Nous avons lu comme il convenait, avec délices, les deux chapitres de « Ronsard, poète de la France » que notre vieil ami Henri Longnon a publiés dans la Revue universelle 1. Mais pourquoi diable ne s'est-il pas résigné au plus facile des partages entre Ronsard et Malherbe, celui-ci grand poète lui aussi, moins grand que Ronsard, très grand tout de même ? Il est le poète de l'État, Ronsard celui de la Nation, de ses idées, de ses mœurs, de sa foi, de son roi.

Henri Longnon relève d'abord chez le poète de Marie et d'Hélène un don de clairvoyance et de prévoyance politique, dérivé je crois bien, de son humanisme. La culture antique lui a fortement inculqué le sens de la causalité à laquelle sont soumis tous les peuples. Longnon écrit par exemple :

S'il avait fallu l'urgence de la défense des églises et du culte pour jeter Ronsard aux camps, et celle de la défense de la paix publique pour le tirer de sa retraite studieuse, et lui faire élever la voix en faveur du corps de la France assassinée et démembrée, ce n'était cependant pas la première fois que le poète envisageait la gravité de la question religieuse et s'inquiétait du péril que les dissensions issues d'elle faisaient courir à la paix et à la patrie.

En 1560 déjà, l'Élégie à Guillaume des Autels et le Discours à Louis des Masures, le premier catholique, le second protestant, avaient témoigné de ses alarmes avec une éloquence égale à celle des Discours ou de la Remontrance.

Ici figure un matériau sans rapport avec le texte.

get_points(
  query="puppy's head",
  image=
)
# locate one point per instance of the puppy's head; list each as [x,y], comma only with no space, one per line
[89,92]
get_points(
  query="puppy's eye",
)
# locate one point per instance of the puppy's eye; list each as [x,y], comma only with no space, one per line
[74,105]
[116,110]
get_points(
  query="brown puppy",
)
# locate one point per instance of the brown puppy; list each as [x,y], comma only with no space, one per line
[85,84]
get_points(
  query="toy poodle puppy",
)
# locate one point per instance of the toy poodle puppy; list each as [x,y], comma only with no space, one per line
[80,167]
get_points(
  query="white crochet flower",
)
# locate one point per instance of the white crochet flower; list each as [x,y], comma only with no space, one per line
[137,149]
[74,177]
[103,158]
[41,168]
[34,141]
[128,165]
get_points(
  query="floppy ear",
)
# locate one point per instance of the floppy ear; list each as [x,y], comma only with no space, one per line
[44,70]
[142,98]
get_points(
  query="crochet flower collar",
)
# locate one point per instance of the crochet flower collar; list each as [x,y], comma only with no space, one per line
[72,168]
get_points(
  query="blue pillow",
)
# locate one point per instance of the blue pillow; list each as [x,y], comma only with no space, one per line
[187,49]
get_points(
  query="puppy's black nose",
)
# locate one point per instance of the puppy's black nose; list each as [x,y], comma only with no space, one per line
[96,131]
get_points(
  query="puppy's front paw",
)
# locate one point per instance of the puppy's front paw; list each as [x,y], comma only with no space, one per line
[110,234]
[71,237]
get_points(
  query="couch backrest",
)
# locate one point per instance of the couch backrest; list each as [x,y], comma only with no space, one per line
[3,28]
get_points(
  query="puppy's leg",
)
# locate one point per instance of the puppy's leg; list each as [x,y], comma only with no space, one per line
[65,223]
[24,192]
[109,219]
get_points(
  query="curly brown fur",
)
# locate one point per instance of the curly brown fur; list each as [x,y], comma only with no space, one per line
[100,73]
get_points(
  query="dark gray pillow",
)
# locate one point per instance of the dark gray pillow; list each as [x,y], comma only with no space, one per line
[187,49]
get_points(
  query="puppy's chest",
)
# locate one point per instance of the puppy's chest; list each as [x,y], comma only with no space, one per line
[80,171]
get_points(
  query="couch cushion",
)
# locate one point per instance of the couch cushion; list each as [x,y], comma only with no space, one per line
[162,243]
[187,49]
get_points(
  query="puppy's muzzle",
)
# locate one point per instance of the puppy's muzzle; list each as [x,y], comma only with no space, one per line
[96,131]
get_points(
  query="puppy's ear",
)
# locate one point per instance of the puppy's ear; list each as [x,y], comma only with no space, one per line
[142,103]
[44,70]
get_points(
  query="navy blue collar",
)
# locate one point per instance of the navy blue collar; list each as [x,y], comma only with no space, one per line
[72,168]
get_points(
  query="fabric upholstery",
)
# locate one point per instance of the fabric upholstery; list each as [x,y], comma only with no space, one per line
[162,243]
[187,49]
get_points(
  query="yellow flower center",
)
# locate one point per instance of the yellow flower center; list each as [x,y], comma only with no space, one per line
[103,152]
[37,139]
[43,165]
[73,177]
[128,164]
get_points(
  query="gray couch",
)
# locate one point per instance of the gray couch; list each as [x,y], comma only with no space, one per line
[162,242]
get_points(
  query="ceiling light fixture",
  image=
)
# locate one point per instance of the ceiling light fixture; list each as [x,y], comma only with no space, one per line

Dans l'Élégie déjà, en particulier, la situation réciproque de l'Église et de la Réforme, l'inefficacité des mesures de répression violente à l'égard de l'hérésie, l'insuffisance surtout de la défense intellectuelle et morale du catholicisme à l'égard de la propagande protestante, lui étaient clairement apparues. Aussitôt il dressait et préconisait à son ami un plan, non plus de discussion défensive, mais de riposte offensive, sur le terrain qui était le sien, celui des lettres ; ce n'est plus par les armes, c'est PAR RAISONS, par VIVES RAISONS, qu'il faut répondre à l'adversaire. Ainsi, avait-il écrit, dès 1560, dans l'Élégie à des Autels :

Ainsi que l'ennemi par livres a séduit
Le peuple dévoyé qui faussement le suit,
Il faut, en disputant, par livres lui répondre,
Par livres l'assaillir, par livres le confondre.

« Si ne vois-je pourtant », ajoutait-il,

Si ne vois-je pourtant personne qui se pousse
Sur le haut de la brêche et l'ennemi repousse,
Qui brave nous assault ; et personne ne prend
La plume, et par écrit notre loi ne défend.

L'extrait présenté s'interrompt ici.